An Interview with Dirk van der Kooij

Some words from design's robot-driven Dutchman as he preps his live demo for Milan.

Dutch designer Dirk van der Kooij is obsessed with rapid prototyping. Best known for his Endless Chair, made from a continuous string of recycled plastic using a 3D printer, the design has grown into a range of products all with the goal of making the production process more visible. Speaking at Design Indaba recently, van der Kooij explained, "the best thing about recycled plastic is it has history."

The tinkerer's focus is on the evolution of his designs, continuously rebuilding his "robot" as a way of advancing his work. This relentless dedication to perfecting the machine's output reflects his progressive approach and commitment to adding to the design conversation.

We caught up with van der Kooij as he prepares for his exhibition at Milan's Salone del Mobile—where he will recreate his workshop with live demonstrations alongside showing his newest project, the Gispen.

What was the initial thought behind your material-based experiments?

I wanted to find a production process that gave me the chance to adapt and change a small series of product without complicated moulds. With this robot, I can build up a chair out of one plastic string and refine it endlessly.

I wanted to use plastic because it has a lot of opportunities as a material and I wanted to show a different approach, and perhaps a sort of unorthodox approach of plastic. By using recycled plastic the history of the material becomes visible. The colors will have shades and thereby every chair is unique.

The Endless chair is made from recycled refrigerators, what happens at the end of its life?

The chairs are indeed made up out of one material. So no screws, demounting of parts, etc. So at the end of its life, the only thing that is left is this material, which can easily be shredded again until the plastic is at the end of its life. In fact, we shred the prototypes we don't like and use the material to make new ones.

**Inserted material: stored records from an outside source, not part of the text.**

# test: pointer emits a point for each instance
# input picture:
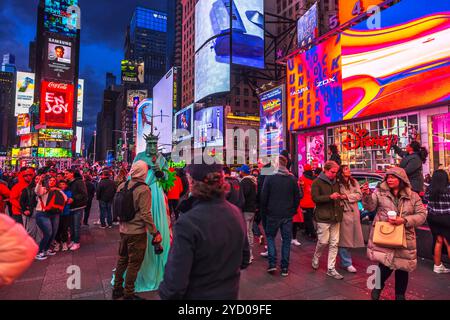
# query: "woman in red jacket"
(307, 204)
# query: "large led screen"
(314, 86)
(208, 127)
(24, 92)
(163, 111)
(212, 70)
(308, 27)
(57, 103)
(144, 114)
(184, 120)
(404, 64)
(271, 125)
(248, 33)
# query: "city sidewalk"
(47, 280)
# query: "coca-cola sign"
(57, 101)
(360, 139)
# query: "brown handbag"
(390, 236)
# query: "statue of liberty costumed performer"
(159, 178)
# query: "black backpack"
(123, 204)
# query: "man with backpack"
(133, 202)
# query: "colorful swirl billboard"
(404, 64)
(314, 86)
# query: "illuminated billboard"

Is sustainability a key factor in your designs?

No, but filling up the machine with recycled plastic gives me a better feeling. It is a challenge to be sustainable and it was even more of a challenge to use recycled plastic. I like these challenges in the design process, because it gives me some boundaries.

What do you consider the end purpose of these experiments?

I like to make honest designs, where the design itself tells people the tale of its own development. For me this is an integral part of designing. People should be able to understand a product. In the Endless chairs you can see that the chairs are built up out of one plastic string, without these complicated moulds. So this was in fact my main goal.

Do you see your furniture being mass produced in the future?

This is in fact one of my dreams to have a small factory and continue with these kind of projects. With this robot-project I want to go on until I find the borders of its production. Perhaps it will become a mass-production robot in the future.